As we grow older, our digestive system undergoes various changes – gut muscles tend to weaken, whilst levels of good bacteria in the intestines decrease. This, combined with dietary and lifestyle changes, can leave us more susceptible to a number of digestive complaints.
However, there are plenty of small steps that can be taken in order to maintain good gut health. This week, we take a look at some of the factors responsible for a decline in gut health (below) – next week, some expert tips on maintaining digestive health in older age.
DIET AND EXERCISE:
As we get older, we tend to consume less dietary fibre – the indigestible carbohydrates found in plant foods such as fruit, vegetables and wheat. Dietary fibre aids digestion by helping to move food through the gut, absorbing water and thus softening stools.
When intake of dietary fibre is low, stools can become dry and hardened, making them much more difficult to pass – a condition commonly known as constipation.
Furthermore, exercise levels tend to decline with age. For a healthy gut, it is important to maintain a healthy weight – obesity is a known risk factor for a number of digestive conditions including heartburn and piles.
Ageing can affect our digestive system in a number of ways. Intestinal muscles can lose power (either naturally or as a side effect of medication), which can lead to constipation.

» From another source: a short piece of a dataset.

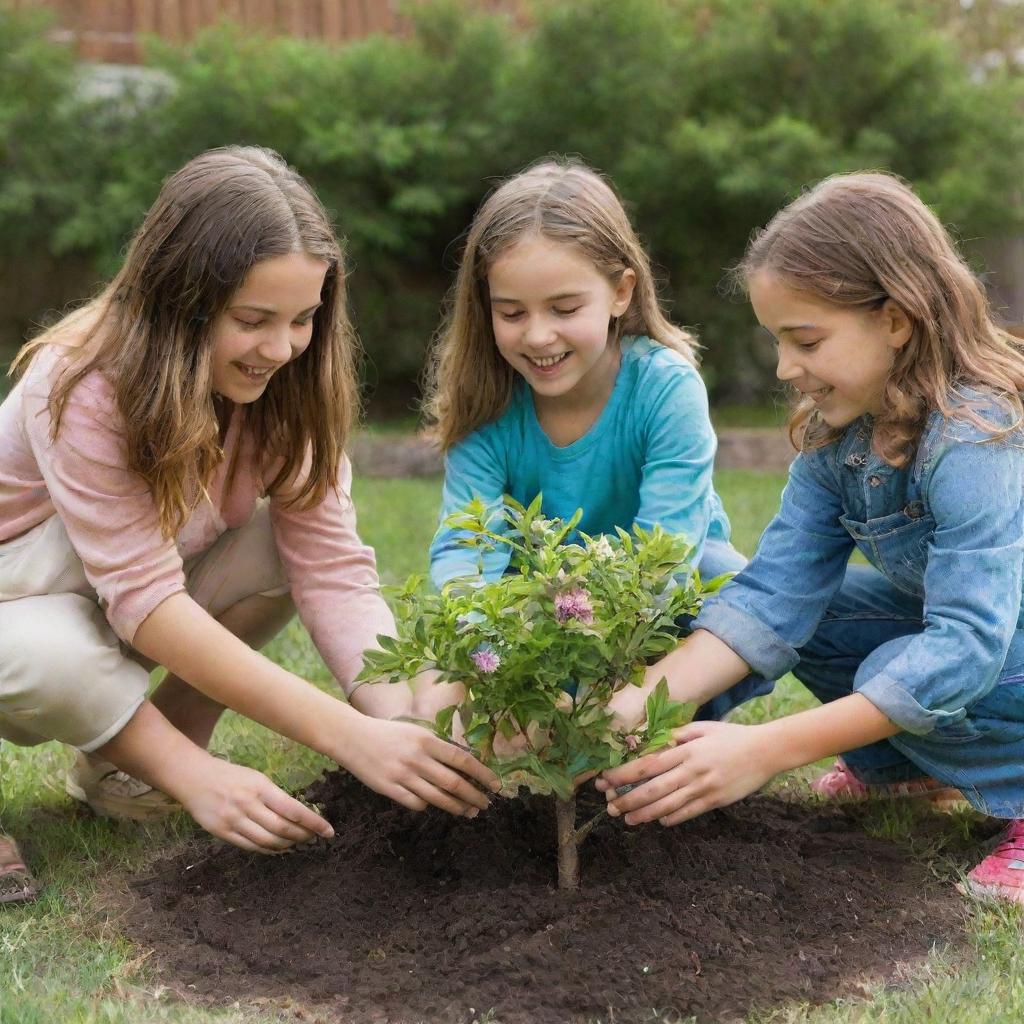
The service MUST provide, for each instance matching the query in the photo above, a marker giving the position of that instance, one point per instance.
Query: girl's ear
(898, 327)
(624, 292)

However, it is within the ‘gut flora’ – those trillions of bacteria resident in the intestines – that one of the most significant developments is seen. As we age, levels of beneficial bifidobacteria in the intestines tend to drop, whilst numbers of potentially detrimental bacteria such as clostridia and enterobacteria may increase, resulting in a less healthy balance.
And since the gut flora is an important part of our body’s natural defences – with the majority of the immune system located in the gut – this altered balance may contribute to the higher susceptibility of older people to infectious disease.
Antibiotics can also affect our gut flora. Antibiotics wipe out bacteria – and because such drugs cannot discriminate between ‘good’ and ‘bad’, they often destroy high numbers of beneficial gut bacteria, leaving us more vulnerable to infection.
This is why patients on a course of antibiotics can often develop diarrhoea – and since older people already have lower levels of beneficial gut bacteria, they are at increased risk. Clostridium difficile (C. difficile) is often responsible. This bacterium occurs naturally in the gut of around 4% of the population, but is normally kept in check by the beneficial bacteria there.
However, if these good bacteria are wiped out by antibiotics, the clostridia can multiply, producing toxins and causing diarrhoea. Given that older patients are ten times more likely to develop C. difficile-associated diarrhoea*, it is it is important to take steps to maintain good digestive health over time.